DH here, and this is patently ridiculous.

One big reason I divorced my first wife (though hardly the only reason) is that she sucked in bed, had a shitty attitude about sex (was sex-negative) and engaged in sex-shaming (of me) to get me to stop asking for better sex. Having wasted my prime sexual years (20s) already being faithful to a complete dud, I decided I had just one life to life and I was going to get laid by someone who wanted to have good sex with me. So so so stupid..should have ditched nearly a decade earlier. I thought we could 'work on it' and 'things would improve'. Never ever marry anyone with a hope or expectation they will 'improve'. Be happy with as they are right now, and if you have any expectation of changes, expect them to be for the worse.

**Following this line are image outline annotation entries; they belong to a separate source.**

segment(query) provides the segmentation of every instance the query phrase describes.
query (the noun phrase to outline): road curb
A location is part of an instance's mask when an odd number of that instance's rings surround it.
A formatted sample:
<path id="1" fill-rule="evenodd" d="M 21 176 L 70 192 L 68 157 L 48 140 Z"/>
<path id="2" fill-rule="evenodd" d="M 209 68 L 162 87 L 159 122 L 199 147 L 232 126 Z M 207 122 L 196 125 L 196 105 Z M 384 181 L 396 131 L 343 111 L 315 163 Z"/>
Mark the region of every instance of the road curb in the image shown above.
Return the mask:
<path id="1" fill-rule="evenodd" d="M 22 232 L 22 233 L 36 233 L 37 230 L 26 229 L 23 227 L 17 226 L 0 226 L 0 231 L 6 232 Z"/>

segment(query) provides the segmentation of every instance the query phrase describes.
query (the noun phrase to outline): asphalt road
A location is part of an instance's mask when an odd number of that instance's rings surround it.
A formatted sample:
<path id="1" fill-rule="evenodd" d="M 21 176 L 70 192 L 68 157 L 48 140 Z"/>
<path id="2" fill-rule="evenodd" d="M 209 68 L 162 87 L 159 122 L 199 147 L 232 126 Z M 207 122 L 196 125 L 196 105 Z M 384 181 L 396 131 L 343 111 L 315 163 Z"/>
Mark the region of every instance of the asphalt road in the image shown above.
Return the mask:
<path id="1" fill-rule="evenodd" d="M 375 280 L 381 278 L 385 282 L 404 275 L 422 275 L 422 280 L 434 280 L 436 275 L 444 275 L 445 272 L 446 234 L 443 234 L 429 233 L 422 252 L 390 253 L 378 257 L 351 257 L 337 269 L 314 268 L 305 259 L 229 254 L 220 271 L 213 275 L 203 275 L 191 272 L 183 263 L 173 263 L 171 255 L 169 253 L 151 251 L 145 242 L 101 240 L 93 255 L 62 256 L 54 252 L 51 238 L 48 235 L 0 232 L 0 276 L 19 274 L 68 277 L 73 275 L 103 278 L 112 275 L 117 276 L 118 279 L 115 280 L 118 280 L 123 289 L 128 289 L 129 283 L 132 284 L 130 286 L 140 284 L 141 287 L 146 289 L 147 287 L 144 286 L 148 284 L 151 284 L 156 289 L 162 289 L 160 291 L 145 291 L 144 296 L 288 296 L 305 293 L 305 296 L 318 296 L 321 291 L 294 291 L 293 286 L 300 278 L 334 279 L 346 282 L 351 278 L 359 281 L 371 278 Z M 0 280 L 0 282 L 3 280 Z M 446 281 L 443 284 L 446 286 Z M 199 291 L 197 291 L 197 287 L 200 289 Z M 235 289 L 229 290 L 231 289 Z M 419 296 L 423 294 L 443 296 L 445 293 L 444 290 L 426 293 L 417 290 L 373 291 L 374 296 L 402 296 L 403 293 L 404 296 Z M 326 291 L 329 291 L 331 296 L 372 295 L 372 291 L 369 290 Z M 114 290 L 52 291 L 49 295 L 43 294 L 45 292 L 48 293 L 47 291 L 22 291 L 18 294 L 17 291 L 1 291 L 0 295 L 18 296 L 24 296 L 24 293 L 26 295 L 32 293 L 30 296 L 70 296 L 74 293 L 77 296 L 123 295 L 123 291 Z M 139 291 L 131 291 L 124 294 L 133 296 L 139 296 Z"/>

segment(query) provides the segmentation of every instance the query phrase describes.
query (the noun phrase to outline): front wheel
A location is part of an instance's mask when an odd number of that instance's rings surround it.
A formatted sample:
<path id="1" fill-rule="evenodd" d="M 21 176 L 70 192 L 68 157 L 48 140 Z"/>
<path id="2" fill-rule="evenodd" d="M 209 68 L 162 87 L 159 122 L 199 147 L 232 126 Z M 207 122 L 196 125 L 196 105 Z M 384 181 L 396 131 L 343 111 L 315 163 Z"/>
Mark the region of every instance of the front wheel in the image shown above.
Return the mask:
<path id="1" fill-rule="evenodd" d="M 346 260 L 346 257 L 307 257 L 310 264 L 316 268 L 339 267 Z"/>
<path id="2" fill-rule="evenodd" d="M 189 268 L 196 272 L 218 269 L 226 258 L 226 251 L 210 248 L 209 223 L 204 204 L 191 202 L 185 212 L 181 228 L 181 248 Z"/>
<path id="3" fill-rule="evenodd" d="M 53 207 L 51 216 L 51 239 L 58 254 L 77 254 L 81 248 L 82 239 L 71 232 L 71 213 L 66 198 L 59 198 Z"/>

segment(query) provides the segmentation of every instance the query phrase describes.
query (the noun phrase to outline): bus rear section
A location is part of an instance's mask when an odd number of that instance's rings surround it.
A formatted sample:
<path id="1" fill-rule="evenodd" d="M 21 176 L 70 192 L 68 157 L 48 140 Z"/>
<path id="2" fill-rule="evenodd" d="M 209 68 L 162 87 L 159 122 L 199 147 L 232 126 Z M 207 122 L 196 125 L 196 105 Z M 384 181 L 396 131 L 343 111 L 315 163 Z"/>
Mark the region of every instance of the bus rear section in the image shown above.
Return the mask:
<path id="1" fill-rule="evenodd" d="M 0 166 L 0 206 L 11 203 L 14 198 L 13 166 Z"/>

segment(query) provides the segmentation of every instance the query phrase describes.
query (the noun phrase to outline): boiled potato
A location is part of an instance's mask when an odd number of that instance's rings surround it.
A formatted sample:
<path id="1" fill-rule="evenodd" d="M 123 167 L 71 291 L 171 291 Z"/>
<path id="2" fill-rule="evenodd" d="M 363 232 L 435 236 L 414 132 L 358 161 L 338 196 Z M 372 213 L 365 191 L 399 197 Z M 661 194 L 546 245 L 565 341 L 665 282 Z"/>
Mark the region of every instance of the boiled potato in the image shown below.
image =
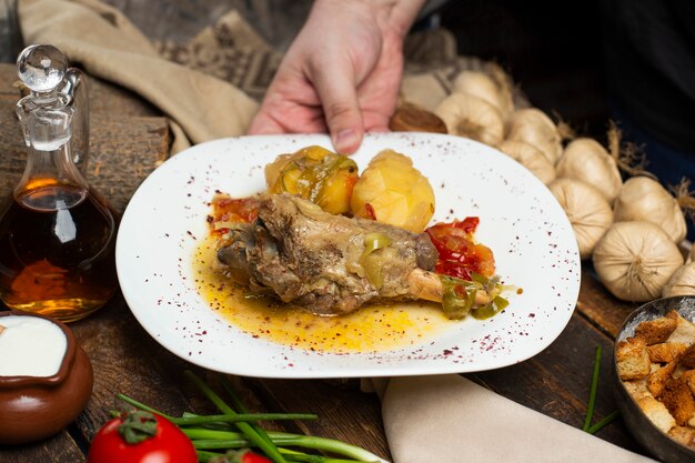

Anonymous wrote:How many of you think you are good in bed and what constitutes being good bed?


I think I am very good in bed. I have a slightly above average tool, but more than that, I know how to use my fingers, hands, mouth, lips and no matter what tool I'm using, I know how to pay attention to how my partner is reacting. It's really not hard to be good in bed. Pay attention. If your partner isn't getting excited and wound up, you're not doing it right. Don't look at porn...touch them, gently at first, and then when you see you're doing something that works, do it more intensely (until they show signs that it's too intense). Pay attention.

Don't be completely selfish. You should both be a little selfish but you should take turns being selfish.
Anonymous
I don't think being generous has been mentioned.
Anonymous
I'm honest. If I liked something, I say so and will ask for it again. If I don't like it, I give constructive feedback.

I have a good sense of humor. Sex can be funny sometimes.

I'm present. I don't think about the laundry or that I really ought to do more sit ups.

Other than that, I say no if I can't be enthusiastic. I'm clean and have a healthy natural scent. I enjoy pleasing him.

Anonymous
Anonymous wrote:DH sucks in bed. He has a soft-out right limp dick.
He doesn't like anything out of the ordinary
He prefers to be on top

No idea why I married him.

I had more sex in 5 years of activity tad compared to since meeting my DH. Together almost 20 years!

PreDH, I loved giving BJs, watching porn, getting naked just about anywhere, making out, sex on the beach- living life really,

With DH I "matured" and my light began to fade. But like anything, you can't deny who you are. I still attract both sexes, am actively hit on, but I don't ever act. But, man oh man, some people really take me back, in theory, to my good 'ol days.